I give up on work, and try schoolwork, with similar results, so I go for a brutal workout to punish the feeling off myself. Pain is clean. Wanting him isn’t. It’s been two weeks. How can someone still impact me like this from hundreds of miles away and after fourteen days?

When I’m finally relaxed enough to slide between my Egyptian cotton sheets, my phone buzzes again.

Apollo: Let me know if you need to talk. I’m worried about you.

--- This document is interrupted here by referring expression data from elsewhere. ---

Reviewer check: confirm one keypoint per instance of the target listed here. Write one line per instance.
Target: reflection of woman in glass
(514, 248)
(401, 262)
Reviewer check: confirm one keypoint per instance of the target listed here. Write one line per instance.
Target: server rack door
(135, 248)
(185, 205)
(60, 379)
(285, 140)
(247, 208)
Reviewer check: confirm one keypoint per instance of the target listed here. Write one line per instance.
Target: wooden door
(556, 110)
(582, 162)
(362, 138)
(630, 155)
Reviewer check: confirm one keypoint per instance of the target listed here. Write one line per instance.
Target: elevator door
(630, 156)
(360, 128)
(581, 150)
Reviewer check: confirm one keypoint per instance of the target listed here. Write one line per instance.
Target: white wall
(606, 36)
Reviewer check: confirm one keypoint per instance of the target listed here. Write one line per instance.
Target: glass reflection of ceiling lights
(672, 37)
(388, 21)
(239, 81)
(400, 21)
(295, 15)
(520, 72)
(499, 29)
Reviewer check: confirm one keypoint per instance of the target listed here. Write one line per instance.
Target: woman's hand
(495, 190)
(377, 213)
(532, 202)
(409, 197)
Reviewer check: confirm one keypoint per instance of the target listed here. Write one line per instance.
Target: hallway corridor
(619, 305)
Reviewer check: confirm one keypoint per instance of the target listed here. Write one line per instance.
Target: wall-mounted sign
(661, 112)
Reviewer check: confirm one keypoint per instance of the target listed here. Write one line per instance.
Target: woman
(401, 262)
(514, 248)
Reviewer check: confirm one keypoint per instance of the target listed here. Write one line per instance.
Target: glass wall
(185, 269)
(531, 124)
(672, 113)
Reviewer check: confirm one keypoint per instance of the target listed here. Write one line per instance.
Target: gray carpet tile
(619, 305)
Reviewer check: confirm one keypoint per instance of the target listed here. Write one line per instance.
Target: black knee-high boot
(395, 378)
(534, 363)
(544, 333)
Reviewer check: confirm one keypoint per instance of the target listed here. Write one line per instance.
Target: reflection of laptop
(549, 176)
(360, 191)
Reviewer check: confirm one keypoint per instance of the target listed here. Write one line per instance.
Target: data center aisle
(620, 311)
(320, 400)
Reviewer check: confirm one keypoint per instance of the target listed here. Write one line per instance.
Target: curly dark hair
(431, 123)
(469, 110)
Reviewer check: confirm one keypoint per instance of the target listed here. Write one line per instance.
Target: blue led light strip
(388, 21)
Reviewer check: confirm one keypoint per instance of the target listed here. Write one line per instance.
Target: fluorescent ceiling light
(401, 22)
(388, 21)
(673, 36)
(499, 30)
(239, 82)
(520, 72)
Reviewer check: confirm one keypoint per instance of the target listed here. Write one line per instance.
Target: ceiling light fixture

Goal Daddy: Wanna hook up?

Every piece of me wants to hop in the car and drive to Wisconsin through the night to say yes. My keys are already in my hand before I realize it. But responsibility, the burden of command, the reminder of all the things I want to be and do with my life weigh heavily.

Artemis: No can do.

I don’t hit send. I delete it.

Artemis: We should stop.

Delete that too.

Artemis: Busy.

It’s not a lie, but it feels hollow.

The response is instantaneous.

Goal Daddy: All work and no play, makes the dark destroyer a dull dude, Honey Bun…

Once again, I find myself with a thumb itching to throw caution to the wind and jump into the fire with this man. Instead, I flip the phone face-down, like that could smother the part of me begging to say yes.